This piece has been rewritten and edited, emailed and critiqued more times than I can remember. This is the 2015 version. Since it was the first post I published on melindablau.com, it seemed fitting to trot it out again for this site’s resurrection!
January 8, 2015. For weeks, I agonized about this first post. And before I knew it, I was not writing.
This is the fourth or fifth version of an essay I started in the eighties, when my kids, then around 8 and 11, began to catch me in the act of not writing. Whenever our loft in the West Village smelled of brownies, one of them would ask knowingly (if not snarkily), “Got a deadline, Mom?”
Friends loved the piece; we all procrastinate about something. But I never tried to sell it, because the essay itself was an ingenious way of not writing. (Yes, “sell it.” There once was a time when writers were routinely paid for their work. We were rarely asked us to write for “exposure.”)
I’d edit the essay, make little changes and, finally, drop it for “real” work. Years later, having forgotten it was on my computer, I’d find it and think, I should revise this. I always could, because it was always out of date. The first draft included “Alphabetize your albums or CDs” as one of the winning tactics for avoiding your desk.

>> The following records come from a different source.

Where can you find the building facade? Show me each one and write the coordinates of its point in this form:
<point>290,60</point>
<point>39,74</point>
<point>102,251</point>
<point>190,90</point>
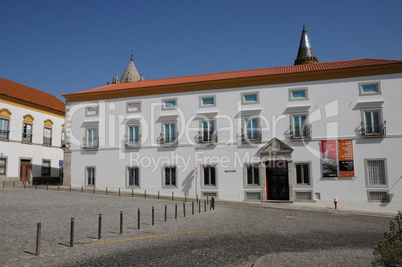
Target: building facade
<point>307,134</point>
<point>31,132</point>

Back then, the tools of not writing were concrete. Whether I stayed at home organizing my closets, or went out to the library or movies, I had to leave my desk to not write.
Now I don’t have to get out of bed. I can spend hours not writing while I text, google, poke, follow, tweet, or take my turn. Online word games like Words With Friends have helped me not write entire books.
Certain strategies transcend time. “Researching” and “reading,” for instance, made it into every draft. Both are essential to not writing. For many decades, I relied on reference books to not write. But in 2015, who needs a 600-page encyclopedia when I can dive into a pool of knowledge so vast I’ll never know its edges? Every email or link is a boon to my not writing.
You might have better resistence to the sirens; you might not be as pathologically curious as I. But not writing has never been easier. There’s so much to absorb, so much to distract me. And yet here I am again, starting another blog.
Samuel Johnson once said remarriage is “the triumph of hope over experience.” The same can be said of starting a new blog! This is my fourth. And let’s not forget: Blogging is like sending an email to the Universe. I can’t know whether anyone will ever read it. Come to think of it, blogging might be the best not-writing strategy of all.
Jan says
Well, I guess “suffering” is relative, but I admire how you capitalize on yours!